15 de fev. de 2024

Quero-quero

 Conheço meu querer e a bagunça que ele traz

Ainda assim, quero

Não gosto de querer

mas quero

Vôo, grito

Quero-quero

Esse querer passarinho

que voa alto,

mas volta para o ninho.

Deslizes

 Às vezes transbordo,

escorro,

escorrego em mim...

Mas levanto

desajeitada,

disfarço

e finjo que não é nada.

Vontades

 O escuro da noite traz a vontade

A vontade e só

E sós, voltamos ao sonho

que nos conduz pelas estradas 

que a vontade quer

Mas a vontade, o que é?

marca-passo do coração,

areia para o pé...

Nesse mundo cristão,

é o oposto da fé. 


02.09.2022


2 de nov. de 2023

Falta

Não era tempo que faltava?

O tempo passa

Quem falta somos nós

Faltamos à festa, ao almoço com a família

Faltamos ao café com amigos

Faltou o abraço, a palavra de consolo, 

o colo, a poesia

Faltou celebrar as pequenas vitórias,

O corpo, nossa única morada permanente

(ao menos nessa jornada)

Faltamos ao médico, ao dentista, à academia

Só não faltamos ao trabalho

Falta amor, falta compreensão, falta compaixão...

Falta o ar

O tempo?

O tempo acabou.


Trabalhar com pessoas em processo de terminalidade, inevitavelmente me faz pensar sobre a vida, o tempo, que na verdade são sinônimos. Fala-se em "tempo de vida", redundância pura. 

A pergunta que mais escutamos é "quanto tempo de vida eu tenho?" mas na verdade o mais apropriado seria perguntar "quanta vida cabe no meu tempo?"

Trabalhar com doentes graves, com doenças ameaçadoras da vida, e muitas vezes em estágio já avançado me faz testemunhar aquela verdade que todos sabem: o ar vai faltar um dia e aí sim, acabou o tempo. Antes disso o tempo (e a vida) estão acontecendo... 

E nós estamos fazendo o que com eles?

13 de jul. de 2022

InsPIRAção

Presa em pressa

em sobra

excesso de resto

inútil

supérfluo

Num mar profundo de nada

me afogo

mas nado

respiro

vivo 

naquele segundo de ar

que inspira a ação

de recomeçar.

10 de mai. de 2022

Impermanência

Escuro sol da minha solidão 

Não posso ver o que é em vão

Em tua sabedoria aprendo o que já sei

O tempo passa

Os olhos abrem

As cortinas fecham 

E num aplauso silencioso,

Inicia outro espetáculo.


Inspirado em um paciente - de tantos - que vi abandonado, cego, tetraparético, acamado e lúcido, completamente dependente de cuidados de pessoas desconhecidas, dentro de um hospital igualmente desconhecido, um tanto próximo da morte.
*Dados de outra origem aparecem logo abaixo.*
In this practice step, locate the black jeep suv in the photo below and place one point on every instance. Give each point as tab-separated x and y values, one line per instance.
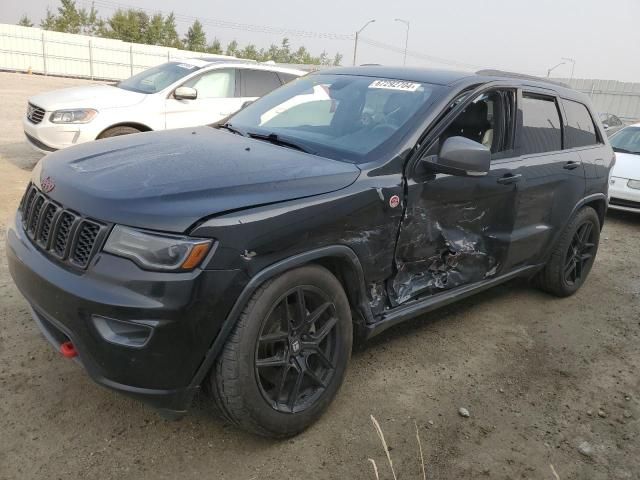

Fiquei imaginando o tamanho da sua solidão e da lucidez que deve ter conquistado nesse período, enxergando o que não pode ser visto, a essência, a verdade da impermanência, e se libertando para um novo espetáculo.

27/12/2018

Dança

 Sopram ventos de mudança por aqui: que me tragam ondas boas, que deixem areia firme e levem tudo que não for meu. 

Foram dois anos de muito e pouco, direita e esquerda, água ou fogo. O caminho do meio foi uma corda bamba da qual eu caí diversas vezes. 
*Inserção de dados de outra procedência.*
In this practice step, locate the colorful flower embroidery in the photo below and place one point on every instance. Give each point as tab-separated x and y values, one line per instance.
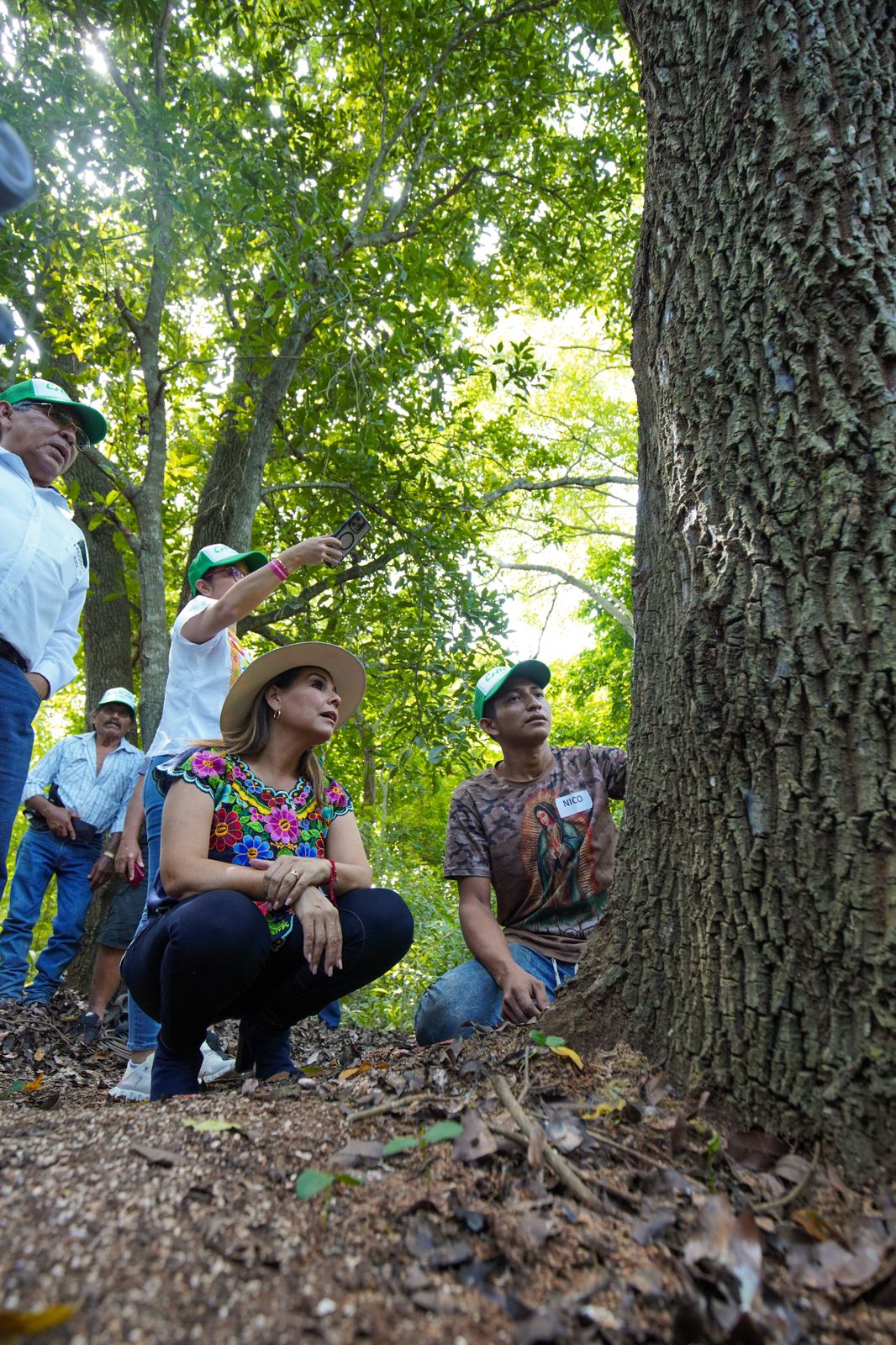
250	847
282	825
225	829
206	763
Esse tempo (ou a falta dele) me fez perceber a importância de alguns momentos de ócio para organizar os pensamentos e emoções; para criar, escrever, cozinhar... Chega de adiar planos antigos esperando o momento ideal que nunca chega. 
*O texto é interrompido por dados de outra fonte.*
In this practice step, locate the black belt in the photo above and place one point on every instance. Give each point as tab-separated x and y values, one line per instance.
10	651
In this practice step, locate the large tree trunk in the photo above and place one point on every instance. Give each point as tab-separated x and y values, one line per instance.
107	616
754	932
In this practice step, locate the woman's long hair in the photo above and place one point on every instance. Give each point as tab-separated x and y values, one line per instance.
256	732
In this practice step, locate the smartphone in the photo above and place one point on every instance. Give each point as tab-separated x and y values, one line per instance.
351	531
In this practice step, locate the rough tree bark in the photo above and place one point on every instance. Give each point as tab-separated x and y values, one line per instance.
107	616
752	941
Não é sobre largar tudo. É sobre largar o que sobra e gera tanta falta na vida. É sobre priorizar o essencial, porque esse excesso de bagagem custa caro.  É sobre deixar para trás um pouco de certeza e apostar na intuição, sobre assumir riscos e mais uma vez dançar com o desconhecido... Se ele vai me pegar no colo ou pisar no meu pé só o tempo dirá. Enquanto isso, eu aprecio cada acorde dessa música.